Download the dataset following the instructions in MPRNet, and put it in $VICT_ROOT/datasets/derain/. The folder should look like:

derain/
    train/
        input/
        target/
    test/
        Rain100H/
        Rain100L/
        Test100/
        Test1200/
        Test2800/

Next, prepare json files for training and evaluation.

For clean:

python data/derain/gen_json_rain.py --split train
python data/derain/gen_json_rain.py --split val

For corrupted:

python data/derain/gen_json_rain-c.py --split train
python data/derain/gen_json_rain-c.py --split val

The generated json files will be saved at $VICT_ROOT/datasets/derain/ and $VICT_ROOT/datasets/derain-c/, respectively.

Denoising

We follow Uformer to prepare the data for SIDD denoising dataset.

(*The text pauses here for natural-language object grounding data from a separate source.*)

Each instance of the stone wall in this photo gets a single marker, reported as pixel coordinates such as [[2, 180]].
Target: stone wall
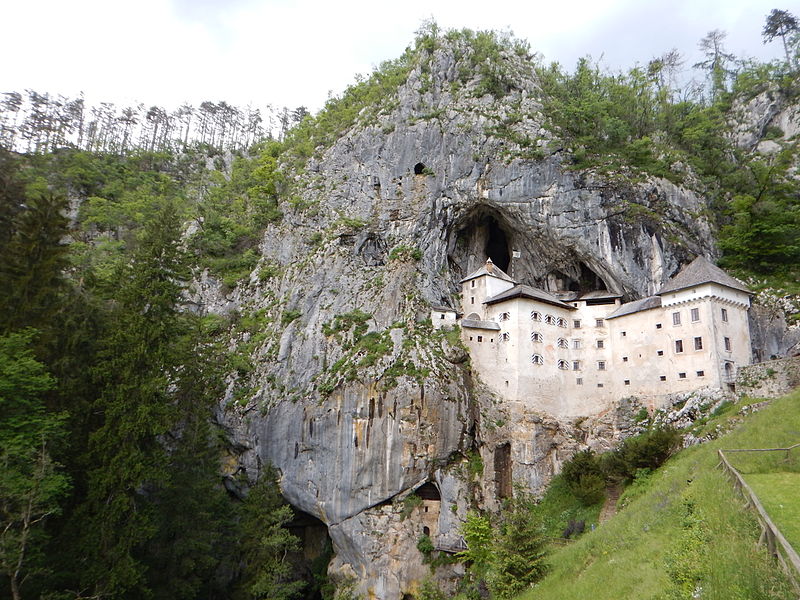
[[769, 379]]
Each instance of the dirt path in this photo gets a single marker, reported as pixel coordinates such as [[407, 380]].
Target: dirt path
[[610, 506]]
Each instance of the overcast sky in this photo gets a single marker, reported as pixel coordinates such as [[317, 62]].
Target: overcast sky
[[294, 52]]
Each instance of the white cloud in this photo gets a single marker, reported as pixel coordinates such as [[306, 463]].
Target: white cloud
[[294, 52]]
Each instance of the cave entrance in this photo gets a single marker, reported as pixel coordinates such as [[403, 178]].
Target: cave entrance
[[481, 235], [310, 561]]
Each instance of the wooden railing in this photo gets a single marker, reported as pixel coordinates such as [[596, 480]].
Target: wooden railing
[[777, 545]]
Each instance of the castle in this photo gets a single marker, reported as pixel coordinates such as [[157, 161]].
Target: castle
[[573, 354]]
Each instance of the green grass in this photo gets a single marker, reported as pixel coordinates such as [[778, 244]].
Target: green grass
[[778, 493], [685, 529]]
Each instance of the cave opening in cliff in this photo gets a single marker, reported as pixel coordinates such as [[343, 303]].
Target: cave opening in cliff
[[480, 235], [315, 551]]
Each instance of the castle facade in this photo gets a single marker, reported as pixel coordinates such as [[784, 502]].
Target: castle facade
[[573, 354]]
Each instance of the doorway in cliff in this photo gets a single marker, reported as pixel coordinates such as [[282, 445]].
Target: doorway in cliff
[[310, 561], [483, 233]]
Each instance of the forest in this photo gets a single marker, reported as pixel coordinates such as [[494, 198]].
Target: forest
[[112, 482]]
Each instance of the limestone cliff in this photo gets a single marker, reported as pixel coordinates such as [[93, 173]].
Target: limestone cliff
[[353, 397]]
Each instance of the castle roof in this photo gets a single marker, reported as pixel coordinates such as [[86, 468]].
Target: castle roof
[[700, 271], [488, 269], [526, 291], [636, 306]]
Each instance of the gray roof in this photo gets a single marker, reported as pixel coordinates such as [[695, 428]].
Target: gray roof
[[489, 268], [636, 306], [472, 324], [698, 272], [526, 291]]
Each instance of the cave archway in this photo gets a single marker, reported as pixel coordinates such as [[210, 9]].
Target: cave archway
[[480, 235]]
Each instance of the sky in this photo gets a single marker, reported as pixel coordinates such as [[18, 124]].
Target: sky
[[297, 52]]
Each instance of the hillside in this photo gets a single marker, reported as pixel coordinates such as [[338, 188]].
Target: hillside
[[682, 531], [196, 337]]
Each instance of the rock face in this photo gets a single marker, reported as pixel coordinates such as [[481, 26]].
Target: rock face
[[352, 396]]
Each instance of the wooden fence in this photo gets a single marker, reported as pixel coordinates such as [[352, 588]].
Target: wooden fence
[[777, 545]]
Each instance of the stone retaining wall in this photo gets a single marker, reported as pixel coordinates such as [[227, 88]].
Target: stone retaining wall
[[769, 379]]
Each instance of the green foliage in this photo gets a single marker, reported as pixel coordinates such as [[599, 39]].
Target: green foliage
[[31, 482]]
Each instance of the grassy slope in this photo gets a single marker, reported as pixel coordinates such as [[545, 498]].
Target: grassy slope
[[684, 529]]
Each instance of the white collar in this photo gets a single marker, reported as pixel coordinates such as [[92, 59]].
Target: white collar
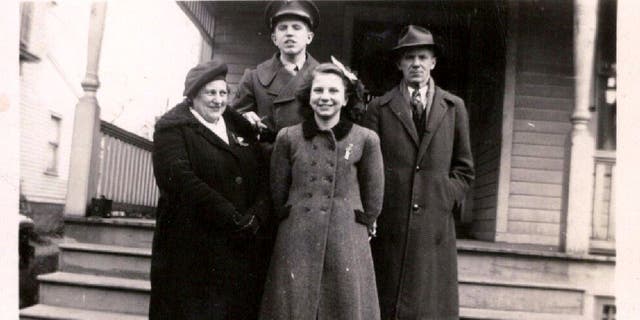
[[291, 66], [423, 91], [219, 128]]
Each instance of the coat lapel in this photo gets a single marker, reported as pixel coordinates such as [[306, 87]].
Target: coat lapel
[[287, 92], [437, 113], [400, 107]]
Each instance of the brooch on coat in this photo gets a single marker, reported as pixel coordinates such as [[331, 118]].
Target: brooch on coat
[[239, 140], [347, 152]]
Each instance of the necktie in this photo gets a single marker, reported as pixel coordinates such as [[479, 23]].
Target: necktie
[[417, 107], [293, 69]]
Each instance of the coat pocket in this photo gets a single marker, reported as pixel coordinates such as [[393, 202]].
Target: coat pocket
[[364, 219]]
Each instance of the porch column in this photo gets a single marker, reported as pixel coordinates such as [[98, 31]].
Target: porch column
[[578, 222], [85, 143]]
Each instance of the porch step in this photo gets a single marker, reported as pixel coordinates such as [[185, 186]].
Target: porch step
[[125, 232], [107, 260], [98, 293], [486, 314], [47, 312]]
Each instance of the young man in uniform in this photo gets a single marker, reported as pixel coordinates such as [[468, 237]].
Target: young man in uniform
[[266, 94]]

For training data of SIDD, you can download the SIDD-Medium dataset from the official url. For evaluation on SIDD, you can download data from here.

Next, generate image patches for training by the following command:

python data/sidd/generate_patches_SIDD.py --src_dir datasets/denoise/SIDD_Medium_Srgb/Data --tar_dir datasets/denoise/train

Lastly, prepare json files for training and evaluation.

For clean:

python data/sidd/gen_json_sidd.py --split train
python data/sidd/gen_json_sidd.py --split val

For corrupted:

python data/sidd/gen_json_sidd-c.py --split train
python data/sidd/gen_json_sidd-c.py --split val

The generated json files will be saved at $VICT_ROOT/datasets/denoise/ and $VICT_ROOT/datasets/denoise-c/, respectively.

Low-Light Image Enhancement

First, download images of LOL dataset from google drive and put it in $VICT_ROOT/datasets/light_enhance/. The folder should look like: look like:

light_enhance/
    our485/
        low/
        high/
    eval15/
        low/
        high/

Next, prepare json files for training and evaluation.

For clean:

python data/lol/gen_json_lol.py --split train
python data/lol/gen_json_lol.py --split val

For corrupted:

python data/lol/gen_json_lol-c.py --split train
python data/lol/gen_json_lol-c.py --split val

The generated json files will be saved at $VICT_ROOT/datasets/light_enhance/ and $VICT_ROOT/datasets/light_enhance-c/, respectively.